Anne Macky was an Australian composer, pianist, occultist, student of and coauthor with Aleister Crowley of the influential Crowleian book on Thelema magick, Magick Without Tears .

Music

Macky established the People's Conservatorium in 1917 in Melbourne and managed it until she emigrated to England in 1932. While in England, Macky studied composition with the composer and teacher Arthur Willner. After returning to Australia in 1946, she composed numerous works that were regularly performed in Melbourne, and occasionally broadcast on Australian radio.

Anthroposophy

In 1922, Macky became committed to Anthroposophy as a result of hearing lectures given by Rudolf Steiner at the Oxford Conference. Macky established, together with the Italian artist Ernesto Genoni, regular Anthroposophy meetings in Melbourne from 1928 and they founded the Michael Group, a branch of the Anthroposophical Society in Melbourne in 1932.

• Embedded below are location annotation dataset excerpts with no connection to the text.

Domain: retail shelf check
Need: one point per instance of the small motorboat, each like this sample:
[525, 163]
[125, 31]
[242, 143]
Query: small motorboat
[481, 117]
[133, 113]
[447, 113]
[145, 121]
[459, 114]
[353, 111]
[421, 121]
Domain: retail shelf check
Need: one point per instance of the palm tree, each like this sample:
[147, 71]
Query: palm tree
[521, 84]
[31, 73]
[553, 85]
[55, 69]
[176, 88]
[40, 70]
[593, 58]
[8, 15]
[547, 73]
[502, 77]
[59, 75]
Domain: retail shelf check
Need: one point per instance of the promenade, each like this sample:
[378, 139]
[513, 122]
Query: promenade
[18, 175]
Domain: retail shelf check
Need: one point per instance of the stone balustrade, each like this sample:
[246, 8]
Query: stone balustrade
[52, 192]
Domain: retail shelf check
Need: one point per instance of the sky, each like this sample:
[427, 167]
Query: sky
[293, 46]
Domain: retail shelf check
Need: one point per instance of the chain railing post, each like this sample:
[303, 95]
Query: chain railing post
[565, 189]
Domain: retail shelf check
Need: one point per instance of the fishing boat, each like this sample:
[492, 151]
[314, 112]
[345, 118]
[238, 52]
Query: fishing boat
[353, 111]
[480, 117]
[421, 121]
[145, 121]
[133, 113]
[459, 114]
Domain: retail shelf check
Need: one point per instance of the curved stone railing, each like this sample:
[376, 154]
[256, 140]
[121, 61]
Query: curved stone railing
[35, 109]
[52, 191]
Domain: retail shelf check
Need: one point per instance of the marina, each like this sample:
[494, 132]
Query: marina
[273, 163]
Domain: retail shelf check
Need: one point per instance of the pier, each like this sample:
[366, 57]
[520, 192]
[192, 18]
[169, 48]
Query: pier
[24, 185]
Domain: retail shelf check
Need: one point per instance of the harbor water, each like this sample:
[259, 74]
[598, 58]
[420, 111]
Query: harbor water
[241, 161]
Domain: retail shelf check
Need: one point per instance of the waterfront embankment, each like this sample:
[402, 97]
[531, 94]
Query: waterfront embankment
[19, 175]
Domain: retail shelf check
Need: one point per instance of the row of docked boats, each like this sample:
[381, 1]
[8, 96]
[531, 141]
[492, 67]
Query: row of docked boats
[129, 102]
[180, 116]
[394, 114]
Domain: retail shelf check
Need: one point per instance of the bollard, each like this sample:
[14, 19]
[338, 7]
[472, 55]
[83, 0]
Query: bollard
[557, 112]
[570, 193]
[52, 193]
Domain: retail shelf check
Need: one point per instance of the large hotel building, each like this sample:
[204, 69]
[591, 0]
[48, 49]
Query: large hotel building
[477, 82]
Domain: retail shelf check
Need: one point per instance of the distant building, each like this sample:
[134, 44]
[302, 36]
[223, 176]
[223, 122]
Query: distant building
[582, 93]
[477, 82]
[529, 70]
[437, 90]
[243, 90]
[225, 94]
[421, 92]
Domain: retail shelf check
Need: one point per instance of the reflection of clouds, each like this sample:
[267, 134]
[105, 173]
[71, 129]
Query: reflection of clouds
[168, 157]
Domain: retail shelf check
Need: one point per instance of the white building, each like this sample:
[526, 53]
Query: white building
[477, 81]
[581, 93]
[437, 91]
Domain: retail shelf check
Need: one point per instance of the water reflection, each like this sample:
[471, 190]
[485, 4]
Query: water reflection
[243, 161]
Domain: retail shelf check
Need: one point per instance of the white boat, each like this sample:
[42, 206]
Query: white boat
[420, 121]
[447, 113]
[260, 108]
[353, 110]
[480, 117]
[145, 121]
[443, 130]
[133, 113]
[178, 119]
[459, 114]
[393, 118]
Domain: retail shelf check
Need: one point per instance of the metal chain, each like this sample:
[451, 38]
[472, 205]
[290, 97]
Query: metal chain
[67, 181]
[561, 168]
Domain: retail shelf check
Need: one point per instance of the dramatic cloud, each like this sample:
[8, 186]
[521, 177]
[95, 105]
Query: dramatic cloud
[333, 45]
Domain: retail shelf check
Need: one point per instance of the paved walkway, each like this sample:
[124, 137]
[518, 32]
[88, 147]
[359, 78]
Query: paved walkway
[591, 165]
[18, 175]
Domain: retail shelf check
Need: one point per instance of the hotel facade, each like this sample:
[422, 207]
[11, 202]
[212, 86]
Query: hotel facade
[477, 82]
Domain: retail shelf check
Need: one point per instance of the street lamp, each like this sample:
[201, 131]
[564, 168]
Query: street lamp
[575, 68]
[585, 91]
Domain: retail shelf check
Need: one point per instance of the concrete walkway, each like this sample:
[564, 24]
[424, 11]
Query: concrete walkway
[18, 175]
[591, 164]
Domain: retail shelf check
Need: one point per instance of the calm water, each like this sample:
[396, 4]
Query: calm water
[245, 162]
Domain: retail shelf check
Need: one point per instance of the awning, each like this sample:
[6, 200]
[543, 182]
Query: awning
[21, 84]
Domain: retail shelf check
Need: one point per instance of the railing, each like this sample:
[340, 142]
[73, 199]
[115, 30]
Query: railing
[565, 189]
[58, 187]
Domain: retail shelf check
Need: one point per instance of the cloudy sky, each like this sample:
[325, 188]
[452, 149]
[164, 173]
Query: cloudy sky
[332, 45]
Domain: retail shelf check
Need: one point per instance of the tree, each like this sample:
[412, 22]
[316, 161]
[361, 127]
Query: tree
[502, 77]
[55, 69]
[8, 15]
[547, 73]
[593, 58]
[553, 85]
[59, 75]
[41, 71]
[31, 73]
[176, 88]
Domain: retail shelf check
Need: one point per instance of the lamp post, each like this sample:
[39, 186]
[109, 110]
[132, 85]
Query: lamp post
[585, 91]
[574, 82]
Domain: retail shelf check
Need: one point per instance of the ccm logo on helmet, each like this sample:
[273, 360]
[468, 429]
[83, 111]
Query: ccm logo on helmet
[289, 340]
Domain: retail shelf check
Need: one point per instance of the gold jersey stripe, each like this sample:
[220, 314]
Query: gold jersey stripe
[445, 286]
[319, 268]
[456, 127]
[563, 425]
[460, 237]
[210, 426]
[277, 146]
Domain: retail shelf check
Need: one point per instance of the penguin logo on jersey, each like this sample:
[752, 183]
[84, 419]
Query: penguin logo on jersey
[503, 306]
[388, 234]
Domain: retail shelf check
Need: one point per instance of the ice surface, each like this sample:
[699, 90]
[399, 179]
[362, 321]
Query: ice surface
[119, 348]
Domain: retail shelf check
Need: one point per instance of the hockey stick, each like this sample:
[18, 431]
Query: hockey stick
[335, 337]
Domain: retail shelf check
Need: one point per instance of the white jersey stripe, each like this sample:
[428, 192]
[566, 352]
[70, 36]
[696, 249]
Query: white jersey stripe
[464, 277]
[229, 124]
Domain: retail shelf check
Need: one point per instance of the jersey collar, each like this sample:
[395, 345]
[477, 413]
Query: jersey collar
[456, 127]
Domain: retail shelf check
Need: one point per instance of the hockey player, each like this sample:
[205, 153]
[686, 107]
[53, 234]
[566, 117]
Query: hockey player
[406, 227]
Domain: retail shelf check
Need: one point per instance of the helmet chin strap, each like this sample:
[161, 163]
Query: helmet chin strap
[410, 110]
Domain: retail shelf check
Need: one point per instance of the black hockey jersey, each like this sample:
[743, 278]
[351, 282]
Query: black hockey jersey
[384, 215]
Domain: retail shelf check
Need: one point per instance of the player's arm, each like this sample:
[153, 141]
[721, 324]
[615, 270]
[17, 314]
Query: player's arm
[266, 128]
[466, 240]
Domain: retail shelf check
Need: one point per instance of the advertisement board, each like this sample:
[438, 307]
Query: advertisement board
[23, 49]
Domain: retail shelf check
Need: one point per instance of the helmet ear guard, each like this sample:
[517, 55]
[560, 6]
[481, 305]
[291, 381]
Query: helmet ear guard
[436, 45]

Collaboration with Aleister Crowley

Crowley's Magick Without Tears was begun in 1943 and consists of Crowley's answers to questions from "an unnamed female pupil", referred to in the magical literature as The Unknow Soror. The primary correspondent was Anne Macky, whose A∴ A∴ motto was Fiat Yod.
On 17 August she informed him in a letter that her motto was in fact Fiat and the letter four, which is Yod, producing Soror "Fiat Yod",. It's interesting that the motto he came up with for her and the one she discovered on her own have the exact same numeration. Crowley accepted Fiat Yod as her motto and she is often referenced by a simple "FY" in his journals from that point on.
In late June 1943, Anne Macky's correspondence with Aleister Crowley shows they discussed magick and a certain Rite. From the information in his journals we can say she was undoubtedly a member of the A∴A∴ and was interested in joining the O.T.O. He sent her O.T.O contact information for people who would initiate her into the order. She inquired further requesting more personal information about these members and he responded by telling her that the Path is an individual one, that the O.T.O. was not a social organization.
In his journals Crowley states that he struck a bargain with Anne Macky. He paid her the sum of 20 pounds on 26 October 1943. She was to write 50 letters with questions for him to answer and they would eventually be put into a book, Magick Without Tears. She accepted, and by 10 November of that same year he was working on responding to her eighth letter.
At times they argued over the content of the letters and money. Eventually she also requested a copy of the completed book as payment. By 16 November he began referring to Anne as "Mrs Mother Murrmbidgee". Yet he visited him in person again just two days later and she brought with her a "lovely spray of orchids, white, yellow and purple" and he made comments about the "8 and 90 rules of art".
Thirty letters between Aleister Crowley and Anne Macky were set up for auction. In one of those letters Crowley said to Anne Macky "…I find a whole lot of thoughts in your mind which were not explicitly stated in so many words, and all the deeper and more important for that. I really do have to thank you most heartily – you have given me such a shaking up…"
"I am arranging to send you the official papers connected to the O.T.O. but the idea that you should meet other members first is quite impossible. Even after affiliation, you would not meet anyone unless it were necessary for you to work in cooperation with them. I am afraid you have still got the idea that the Great Work is a tea-party. Contact with other students only means that you criticize their hats, and then their morals; and I am not going to encourage this. Your work is not anybody else’s; and undirected chatter is the worst poisonous element in a humane society"-Aleister Crowley, Magick Without Tears.
"One thing is certain, it is safe to say that the “Unknown Soror” mentioned by Karl Germer in his introduction to Magick Without Tears, undoubtedly now has a name, and she is Anne Macky, Soror Fiat Yod."